I have two WGS fasta files generated from PacBio sequencing of a metagnome sample: A.fasta and B.fasta.
When aligned with Mauve, I can see that A.fasta is missing an A nucleotide at the end of the contig in the assembled sequence, which is present in B.fasta. Due to the assemblies, the nucleotide in B.fasta is in the middle of the contig. This is the only difference between the two sequences according to Mauve.
I want to use nucmer/mummer (version 4.0.0rc1) to compare these two files programmatically, since we have over 50 to compare and don't want to do it by hand with Mauve. To do this I run nucmer
on these two fasta files and then show-snps
:
nucmer -p AvsB A.fasta B.fasta
show-snps -Clr AvsB.delta
However, this shows no snps present between A.fasta and B.fasta. I can run show-snps
without the C
flag, but then it shows way too many unaligned regions and is not useful. I've also tried switching the order of the fasta files and there is no change in the output.
I've also ran the dnadiff
command on these two files to see the report:
dnadiff A.fasta B.fasta
When I look in the report produced I find the following differences:
[REF] [QRY]
[Bases]
TotalBases 2385521 2385522
AlignedBases 2385521(100.0000%) 2385521(100.0000%)

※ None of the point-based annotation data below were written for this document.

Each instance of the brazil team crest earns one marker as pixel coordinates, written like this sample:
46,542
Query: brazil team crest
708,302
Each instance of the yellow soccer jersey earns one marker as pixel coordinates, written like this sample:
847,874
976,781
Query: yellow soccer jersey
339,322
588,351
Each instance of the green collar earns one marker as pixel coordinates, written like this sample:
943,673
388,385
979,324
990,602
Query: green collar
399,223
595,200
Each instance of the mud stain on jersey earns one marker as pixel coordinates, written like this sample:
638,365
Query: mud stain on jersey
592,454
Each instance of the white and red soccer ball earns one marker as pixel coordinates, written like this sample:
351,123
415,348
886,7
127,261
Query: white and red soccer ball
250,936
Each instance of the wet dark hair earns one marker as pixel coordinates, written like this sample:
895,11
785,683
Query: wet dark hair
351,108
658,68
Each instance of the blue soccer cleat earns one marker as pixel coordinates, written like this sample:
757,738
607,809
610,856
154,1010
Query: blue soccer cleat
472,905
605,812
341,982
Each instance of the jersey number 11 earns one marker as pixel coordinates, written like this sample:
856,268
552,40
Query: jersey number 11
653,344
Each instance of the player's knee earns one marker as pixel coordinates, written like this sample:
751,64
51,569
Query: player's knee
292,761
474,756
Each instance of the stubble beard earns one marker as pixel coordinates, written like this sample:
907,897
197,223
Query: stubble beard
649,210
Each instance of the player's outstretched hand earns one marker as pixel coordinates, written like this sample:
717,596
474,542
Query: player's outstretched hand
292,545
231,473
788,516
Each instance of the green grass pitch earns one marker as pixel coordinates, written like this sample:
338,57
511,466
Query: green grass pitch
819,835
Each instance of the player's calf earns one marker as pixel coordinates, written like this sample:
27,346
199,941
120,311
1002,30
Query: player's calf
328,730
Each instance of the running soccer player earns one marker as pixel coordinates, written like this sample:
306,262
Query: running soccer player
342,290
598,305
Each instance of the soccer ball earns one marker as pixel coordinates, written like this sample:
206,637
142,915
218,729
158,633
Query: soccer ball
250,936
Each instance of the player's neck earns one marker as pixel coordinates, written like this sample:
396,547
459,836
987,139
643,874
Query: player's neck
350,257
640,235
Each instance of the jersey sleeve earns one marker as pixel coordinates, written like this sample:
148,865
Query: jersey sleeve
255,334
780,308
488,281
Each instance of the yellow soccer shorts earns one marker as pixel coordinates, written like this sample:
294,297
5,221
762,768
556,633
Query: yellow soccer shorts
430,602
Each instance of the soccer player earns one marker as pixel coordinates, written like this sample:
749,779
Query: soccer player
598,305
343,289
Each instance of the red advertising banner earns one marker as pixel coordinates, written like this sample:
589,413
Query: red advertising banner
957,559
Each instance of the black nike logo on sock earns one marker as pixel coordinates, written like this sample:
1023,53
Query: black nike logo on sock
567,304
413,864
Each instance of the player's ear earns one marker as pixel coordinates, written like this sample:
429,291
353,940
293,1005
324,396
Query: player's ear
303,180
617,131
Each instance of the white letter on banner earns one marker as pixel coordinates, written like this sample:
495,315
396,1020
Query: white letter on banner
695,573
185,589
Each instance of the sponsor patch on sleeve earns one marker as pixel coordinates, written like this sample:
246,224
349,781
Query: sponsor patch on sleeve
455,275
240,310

UnalignedBases 0(0.0000%) 1(0.0000%)
[Alignments]
1-to-1 2 2
TotalLength 2385521 2385521
AvgLength 1192760.5000 1192760.5000
AvgIdentity 100.0000 100.0000
M-to-M 2 2
TotalLength 2385521 2385521
AvgLength 1192760.5000 1192760.5000
AvgIdentity 100.0000 100.0000
[Feature Estimates]
Breakpoints 2 2
Relocations 1 1
Translocations 0 0
Inversions 0 0
Insertions 0 1
InsertionSum 0 1
InsertionAvg 0.0000 1.0000
There is nothing listed for INDELS below this either.
I've gathered that nucmer is not aligning a base from A.fasta compared to B.fasta, which I expect, but I don't know how to get the information as to what that base is. My ultimate goal is to use corresponding Illumina data to determine the "true" sequence when the two PacBio assemblies disagree. I've successfully used nucmer/mummer for this for another MAG from the metagenome, but there the indel was in the middle of both contigs so it was reported as expected.
Any insights on nucmer/mummer or ways to solve this problem with other programs would be greatly appreciated! I'm not sure what else to try with nucmer/mummer.